New Compounds Protect Against Nervous System Structural Damage from Multiple Sclerosis

Newly characterized compounds found to block inflammation and nerve cell damage.

A group of pharmacological compounds was found to block inflammation and nerve cell damage in mouse models of multiple sclerosis (MS), a recent study found.

The study, published online in the journal Nature Neuroscience, noted that nerve cells become highly susceptible to damage after myelin is stripped from nerve fibers. This process leads to the gradual decline found in progressive forms of multiple sclerosis.

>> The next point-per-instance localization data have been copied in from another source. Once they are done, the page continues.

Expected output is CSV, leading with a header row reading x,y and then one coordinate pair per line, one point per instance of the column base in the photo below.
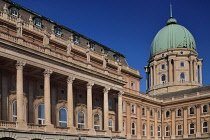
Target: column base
x,y
185,136
92,131
49,128
198,134
22,125
72,130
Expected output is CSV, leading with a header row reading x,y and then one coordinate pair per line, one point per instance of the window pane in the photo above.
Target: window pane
x,y
63,114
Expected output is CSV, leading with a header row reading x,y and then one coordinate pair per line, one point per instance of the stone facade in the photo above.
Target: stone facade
x,y
58,84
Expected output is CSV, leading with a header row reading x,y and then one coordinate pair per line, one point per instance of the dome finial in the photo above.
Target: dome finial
x,y
171,16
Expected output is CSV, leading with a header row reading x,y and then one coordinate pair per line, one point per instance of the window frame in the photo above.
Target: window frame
x,y
66,117
206,108
192,128
159,131
169,116
14,117
193,110
179,130
167,131
152,130
206,127
133,109
96,125
110,126
144,130
177,113
133,129
81,124
42,120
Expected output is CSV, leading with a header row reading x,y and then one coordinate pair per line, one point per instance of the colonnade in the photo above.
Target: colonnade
x,y
47,109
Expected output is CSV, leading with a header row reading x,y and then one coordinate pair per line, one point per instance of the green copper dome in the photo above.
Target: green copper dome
x,y
172,36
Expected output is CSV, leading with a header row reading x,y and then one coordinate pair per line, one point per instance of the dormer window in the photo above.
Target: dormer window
x,y
76,39
58,31
37,22
116,57
13,11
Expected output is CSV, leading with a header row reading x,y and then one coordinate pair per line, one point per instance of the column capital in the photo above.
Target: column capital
x,y
47,72
20,65
70,79
90,84
106,89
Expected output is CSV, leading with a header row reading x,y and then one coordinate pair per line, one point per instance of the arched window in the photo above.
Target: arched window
x,y
133,129
159,131
144,133
158,114
124,126
151,113
96,122
179,129
192,128
41,114
62,117
110,122
192,112
152,131
163,79
167,131
81,119
179,113
205,127
205,109
182,77
143,112
167,114
14,110
133,109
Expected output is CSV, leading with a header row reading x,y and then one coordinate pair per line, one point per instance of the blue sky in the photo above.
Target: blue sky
x,y
129,26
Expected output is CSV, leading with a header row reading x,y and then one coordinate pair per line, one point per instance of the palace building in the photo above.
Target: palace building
x,y
57,84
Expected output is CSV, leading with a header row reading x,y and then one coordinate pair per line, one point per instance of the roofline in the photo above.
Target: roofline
x,y
64,27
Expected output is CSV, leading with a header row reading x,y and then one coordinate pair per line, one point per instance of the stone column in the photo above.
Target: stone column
x,y
151,76
195,72
120,111
70,100
89,105
173,124
106,108
47,108
19,90
198,120
185,128
128,120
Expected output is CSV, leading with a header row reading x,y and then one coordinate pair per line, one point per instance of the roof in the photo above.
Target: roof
x,y
172,36
183,92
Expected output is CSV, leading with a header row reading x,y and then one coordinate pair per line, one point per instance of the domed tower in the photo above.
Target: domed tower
x,y
173,63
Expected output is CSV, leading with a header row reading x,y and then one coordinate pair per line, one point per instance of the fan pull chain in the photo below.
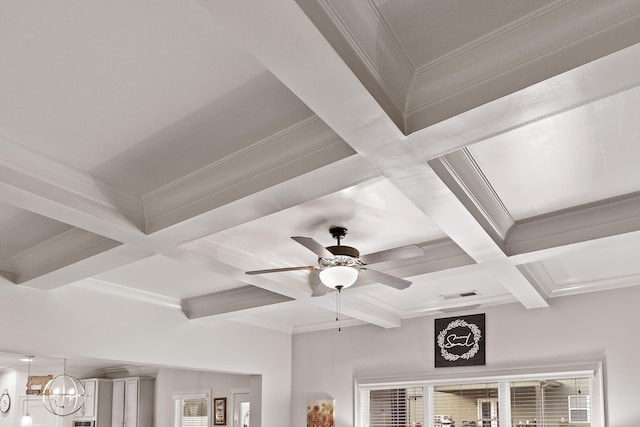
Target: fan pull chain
x,y
339,308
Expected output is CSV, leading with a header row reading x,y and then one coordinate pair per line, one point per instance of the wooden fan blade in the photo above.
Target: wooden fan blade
x,y
391,254
385,279
277,270
313,246
317,288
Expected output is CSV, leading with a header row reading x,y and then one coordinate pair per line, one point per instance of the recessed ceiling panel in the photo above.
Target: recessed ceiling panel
x,y
164,276
428,30
21,230
376,214
596,265
581,156
302,315
155,89
429,292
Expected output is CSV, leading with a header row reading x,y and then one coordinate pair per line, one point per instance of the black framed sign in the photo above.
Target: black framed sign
x,y
459,341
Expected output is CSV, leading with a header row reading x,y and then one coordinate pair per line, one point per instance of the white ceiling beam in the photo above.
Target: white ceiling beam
x,y
42,185
595,221
85,267
588,83
291,47
291,289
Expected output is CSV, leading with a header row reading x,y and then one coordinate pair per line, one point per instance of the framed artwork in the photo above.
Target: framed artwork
x,y
219,411
320,413
460,341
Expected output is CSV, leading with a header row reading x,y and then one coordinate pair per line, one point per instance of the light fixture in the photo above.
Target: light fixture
x,y
339,276
63,395
26,419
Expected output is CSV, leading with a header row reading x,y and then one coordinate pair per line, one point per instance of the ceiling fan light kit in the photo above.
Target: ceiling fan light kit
x,y
340,266
339,275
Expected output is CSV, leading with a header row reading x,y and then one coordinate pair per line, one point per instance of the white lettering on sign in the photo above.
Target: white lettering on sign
x,y
454,340
448,340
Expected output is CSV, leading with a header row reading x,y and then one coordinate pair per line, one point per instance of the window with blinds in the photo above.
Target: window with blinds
x,y
554,402
396,407
192,411
549,398
466,405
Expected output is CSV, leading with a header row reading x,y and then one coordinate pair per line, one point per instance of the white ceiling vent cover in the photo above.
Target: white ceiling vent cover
x,y
459,295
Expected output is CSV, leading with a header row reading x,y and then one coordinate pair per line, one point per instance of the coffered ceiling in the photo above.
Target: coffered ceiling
x,y
160,151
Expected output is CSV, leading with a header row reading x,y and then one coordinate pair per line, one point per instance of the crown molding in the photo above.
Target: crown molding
x,y
301,148
563,35
392,57
541,276
462,174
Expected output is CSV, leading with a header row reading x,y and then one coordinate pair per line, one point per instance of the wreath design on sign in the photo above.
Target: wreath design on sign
x,y
459,323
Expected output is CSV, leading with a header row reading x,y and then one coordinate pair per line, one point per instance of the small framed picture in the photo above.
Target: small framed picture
x,y
219,411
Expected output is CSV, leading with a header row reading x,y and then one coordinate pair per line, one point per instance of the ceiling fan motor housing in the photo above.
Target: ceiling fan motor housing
x,y
343,255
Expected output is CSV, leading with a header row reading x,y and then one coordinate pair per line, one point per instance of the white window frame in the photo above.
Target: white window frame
x,y
593,371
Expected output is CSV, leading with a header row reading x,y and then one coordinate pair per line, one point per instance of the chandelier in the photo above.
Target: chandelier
x,y
63,395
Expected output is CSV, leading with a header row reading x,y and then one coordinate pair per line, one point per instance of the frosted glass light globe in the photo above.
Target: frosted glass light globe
x,y
339,275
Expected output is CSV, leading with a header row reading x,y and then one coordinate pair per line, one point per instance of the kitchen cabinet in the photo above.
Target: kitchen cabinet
x,y
132,403
97,403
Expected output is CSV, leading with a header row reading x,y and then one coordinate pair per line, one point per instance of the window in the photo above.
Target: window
x,y
396,407
192,410
551,402
530,398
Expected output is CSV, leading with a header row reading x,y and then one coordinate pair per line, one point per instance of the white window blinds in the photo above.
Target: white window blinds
x,y
466,405
192,412
396,407
555,402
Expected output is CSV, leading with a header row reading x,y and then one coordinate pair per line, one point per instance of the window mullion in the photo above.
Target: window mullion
x,y
504,403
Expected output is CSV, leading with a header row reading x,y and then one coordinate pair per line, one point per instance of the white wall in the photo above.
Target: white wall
x,y
8,382
173,381
591,327
82,323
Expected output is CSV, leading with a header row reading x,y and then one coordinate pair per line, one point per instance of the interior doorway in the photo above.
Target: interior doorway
x,y
241,409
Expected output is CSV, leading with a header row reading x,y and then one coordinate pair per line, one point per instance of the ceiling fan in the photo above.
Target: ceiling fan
x,y
340,266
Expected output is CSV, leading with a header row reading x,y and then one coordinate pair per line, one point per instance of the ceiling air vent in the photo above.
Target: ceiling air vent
x,y
460,295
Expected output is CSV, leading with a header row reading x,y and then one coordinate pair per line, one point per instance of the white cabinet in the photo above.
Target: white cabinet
x,y
132,404
97,404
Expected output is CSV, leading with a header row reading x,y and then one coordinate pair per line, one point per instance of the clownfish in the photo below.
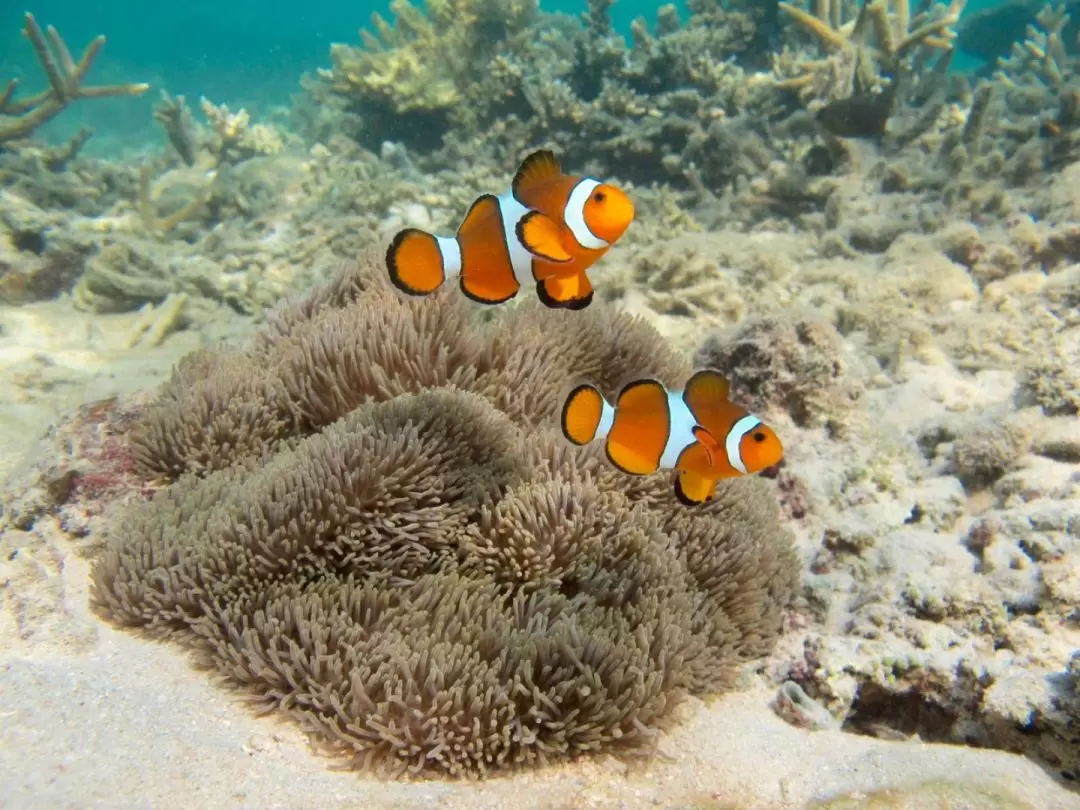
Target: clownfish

"The compounds identified in this study, when administered orally, both reduced the inflammation that is a hallmark of multiple sclerosis and protected against the nerve cell damage seen in mouse models of the disease," lead author Jeffery Haines, PhD, a said in a press release. "The multiple sclerosis drugs currently on the market and being tested elsewhere seek to reduce the immune attack on cells, but none target neurodegeneration nor do they work to restore nerve cell function. The findings of this new study represent an exciting step in the process of advancing new oral treatment options."

Prior research has found the trafficking of protein molecules between the nucleus and cytoplasm changes in neurodegenerative disease. The XPO1 (CRM1) molecule that traffics proteins between the nucleus and cytoplasm has been implicated in MS and several other diseases.

The current study evaluated whether pharmacological compounds that block the function of XPO1/CRM1 could halt the progression of the disease in mouse models that show some MS characteristics. Two chemical agents, called KPT-276 and KPT-350, stopped the XPO1/CRM1 molecule from transporting cargo out of the nucleus of nerve cells.

This was found to protect from free radicals and structural damage, in addition to stopping inflammatory cells from multiplying, which reduced inflammation. In mice whose hind limbs were paralyzed, motor function was regained within 2 weeks following orally administered KPT-276 or KPT-350.

"The study results elucidate the molecular mechanisms underlying disease progression in multiple sclerosis models, providing a basis for future clinical trials to determine safety and efficacy of these chemical agents in humans with demyelinating disorders," senior author Patrizia Casaccia, MD, PhD, said in a press release.